Parchive / par2cmdline

Official repo for par2cmdline and libpar2
http://parchive.sourceforge.net
GNU General Public License v2.0
726 stars 75 forks source link

performance with hundreds of small files #163

Closed sitaramc closed 3 years ago

sitaramc commented 3 years ago

Hi

I was trying to run par2 on one of my "borg" (a backup tool) repositories. The repo is 3646 MB. For whatever reason, it has 1762 files, of which 1744 are exactly 17 bytes each!

Par2's performance in the presence of so many small files is quite sub-optimal. Here're some number of time taken and space used (total size of all par2 files):

If I run par2 as-is on the repository (default redundancy 5%)

3851.39s u 3.65s s 702% 9:08.45 | 0 sw 0 maj 36063 min | 0 txt 0 dat 141 max
1491 MB (40% of original data, for 5% redundancy)
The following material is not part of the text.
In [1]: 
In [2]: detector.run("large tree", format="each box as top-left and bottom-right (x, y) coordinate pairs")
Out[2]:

If I tar up the repo and run par2 on the single tar file:

516.79s u 1.81s s 601% 1:26.17 | 0 sw 0 maj 33887 min | 0 txt 0 dat 134 max
188 MB (just over 5%)

Similarly, if I run it only on files not equal to 17 bytes

500.60s u 1.73s s 679% 1:13.88 | 0 sw 1 maj 34525 min | 0 txt 0 dat 135 max
total size: 188 MB (just over 5%)

Are there any tips for dealing with this and making par2 have the performance characteristics of the second or third examples above, but more directly?

animetosho commented 3 years ago

My general first recommendation with performance concerns is to try a more performance-oriented PAR2 client like MultiPar or ParPar and see how well it works for you.
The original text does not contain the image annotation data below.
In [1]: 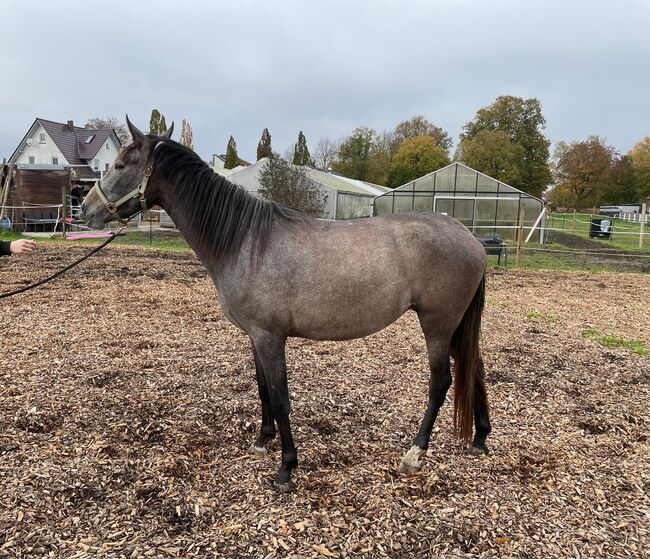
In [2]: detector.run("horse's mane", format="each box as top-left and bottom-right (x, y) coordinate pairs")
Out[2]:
(149, 136), (298, 262)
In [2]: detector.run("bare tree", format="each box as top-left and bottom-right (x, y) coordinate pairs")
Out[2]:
(84, 116), (131, 146)
(259, 157), (327, 216)
(314, 137), (340, 171)
(180, 119), (194, 150)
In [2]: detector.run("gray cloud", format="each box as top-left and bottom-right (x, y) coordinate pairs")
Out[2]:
(0, 0), (650, 159)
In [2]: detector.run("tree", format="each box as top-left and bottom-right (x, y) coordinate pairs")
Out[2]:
(149, 109), (167, 136)
(549, 136), (617, 209)
(256, 128), (273, 161)
(291, 130), (314, 165)
(460, 95), (552, 197)
(456, 129), (524, 185)
(388, 136), (449, 188)
(180, 119), (194, 151)
(84, 116), (131, 146)
(314, 137), (340, 171)
(223, 136), (239, 169)
(259, 160), (327, 216)
(628, 136), (650, 200)
(332, 126), (377, 180)
(392, 115), (452, 155)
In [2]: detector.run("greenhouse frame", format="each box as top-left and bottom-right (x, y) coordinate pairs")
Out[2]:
(373, 162), (545, 243)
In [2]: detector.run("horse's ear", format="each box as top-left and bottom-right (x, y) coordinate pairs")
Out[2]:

In your case, a problem with including lots of small files is that PAR2 requires files to be block aligned. This means, if your block size is set to 750KB, for example, each 17 byte file gets effectively expanded to 750KB and processed that way. In other words, your 1744*17 = 28.95KB of data is treated as if it were actually 1.25GB in size (assuming 750KB block size).
Typical recommendation would be to use a smaller block size, or merge all files into one, as you've done via TAR.

If neither of those work for you, still, give the alternative clients a try. They likely have the same issues here as par2cmdline (they're subject to the same PAR2 limitations after all), but with a faster baseline speed, they may fall into acceptable territory for you.
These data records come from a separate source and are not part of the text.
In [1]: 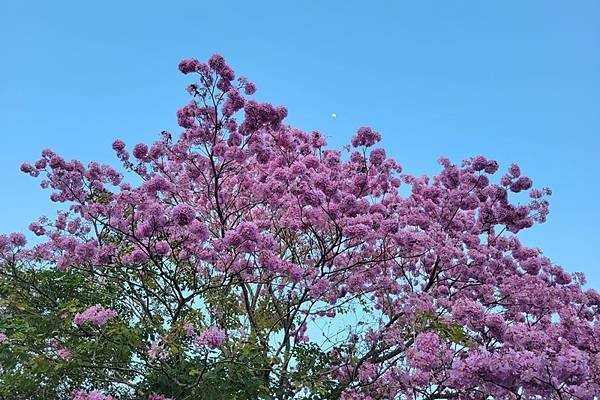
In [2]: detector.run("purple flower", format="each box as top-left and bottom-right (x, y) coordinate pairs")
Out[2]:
(133, 143), (148, 160)
(195, 326), (226, 349)
(8, 233), (27, 247)
(154, 240), (171, 256)
(171, 204), (196, 226)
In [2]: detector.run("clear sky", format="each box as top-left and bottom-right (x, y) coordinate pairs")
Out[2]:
(0, 0), (600, 288)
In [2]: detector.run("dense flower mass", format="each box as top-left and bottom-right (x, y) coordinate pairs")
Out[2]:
(0, 55), (600, 400)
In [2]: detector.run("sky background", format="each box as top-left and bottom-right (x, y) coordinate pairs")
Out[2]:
(0, 0), (600, 288)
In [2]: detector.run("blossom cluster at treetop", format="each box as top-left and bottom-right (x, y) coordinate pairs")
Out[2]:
(0, 55), (600, 400)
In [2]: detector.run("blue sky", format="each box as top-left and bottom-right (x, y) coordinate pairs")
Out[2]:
(0, 0), (600, 287)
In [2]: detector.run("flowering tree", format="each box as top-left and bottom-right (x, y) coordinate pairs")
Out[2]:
(0, 55), (600, 400)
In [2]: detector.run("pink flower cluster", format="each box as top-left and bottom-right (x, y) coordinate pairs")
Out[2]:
(71, 389), (116, 400)
(194, 326), (227, 349)
(12, 55), (600, 400)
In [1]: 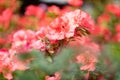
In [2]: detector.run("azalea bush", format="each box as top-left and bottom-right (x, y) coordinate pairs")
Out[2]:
(0, 0), (120, 80)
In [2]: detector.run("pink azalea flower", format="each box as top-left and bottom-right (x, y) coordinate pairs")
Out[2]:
(46, 10), (94, 40)
(76, 43), (100, 71)
(106, 4), (120, 18)
(0, 50), (27, 80)
(0, 8), (13, 29)
(45, 72), (60, 80)
(48, 5), (60, 15)
(25, 5), (44, 18)
(12, 30), (35, 52)
(68, 0), (83, 7)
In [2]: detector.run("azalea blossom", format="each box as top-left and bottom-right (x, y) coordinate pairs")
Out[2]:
(46, 10), (94, 40)
(45, 72), (60, 80)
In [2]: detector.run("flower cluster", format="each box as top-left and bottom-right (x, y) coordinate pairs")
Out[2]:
(0, 0), (120, 80)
sitaramc commented 3 years ago

On Sun, Aug 29, 2021 at 02:46:58AM -0700, Anime Tosho wrote:

My general first recommendation with performance concerns is to try a more performance-oriented PAR2 client like MultiPar or ParPar and see how well it works for you.

In your case, a problem with including lots of small files is that PAR2 requires files to be block aligned. This means, if your block size is set to 750KB, for example, each 17 byte file gets effectively expanded to 750KB and processed that way. In other words, your 1744*17 = 28.95KB of data is treated as if it were actually 1.25GB in size (assuming 750KB block size).
Typical recommendation would be to use a smaller block size, or merge all files into one, as you've done via TAR.

If neither of those work for you, still, give the alternative clients a try. They likely have the same issues here as par2cmdline (they're subject to the same PAR2 limitations after all), but with a faster baseline speed, they may fall into acceptable territory for you.

I understand the logic/constraint better now; thanks!

For various reasons this needs to be installable on Linux without having to build, so both those alternatives are no-go for me.

I'll work something out with par2. For my immediate need this kind of tar-ing up works so I'll just script it properly. For other future needs I'll keep in mind that files with a wide distribution of sizes, especially with many at the lower end, may need to be handled specially.

Thanks again!

sitaram

mdnahas commented 3 years ago

FYI, in addition to the blocksize, there is a lot of per-file overhead in Par2. So, for every 17-byte file, there is at least 192 bytes of overhead. So, even if you set the blocksize to 20 bytes, you'll still see more than a 10 times expansion in storage.

Putting everything into a single TAR file will help with that too.

sitaramc commented 3 years ago

On Mon, Aug 30, 2021 at 06:23:38PM +0000, Michael Nahas wrote:

FYI, in addition to the blocksize, there is a lot of per-file overhead in Par2. So, for every 17-byte file, there is at least 192 bytes of overhead. So, even if you set the blocksize to 20 bytes, you'll still see more than a 10 times expansion in storage.

Putting everything into a single TAR file will help with that too.

thank you! It's a pretty easy workaround, so I'm fine with doing that long term.

mkruer commented 3 years ago

@mdnahas I see you are looking into improvements for PAR3, maybe as part of that spec there is a way to stream small files into larger chunks for better efficiently.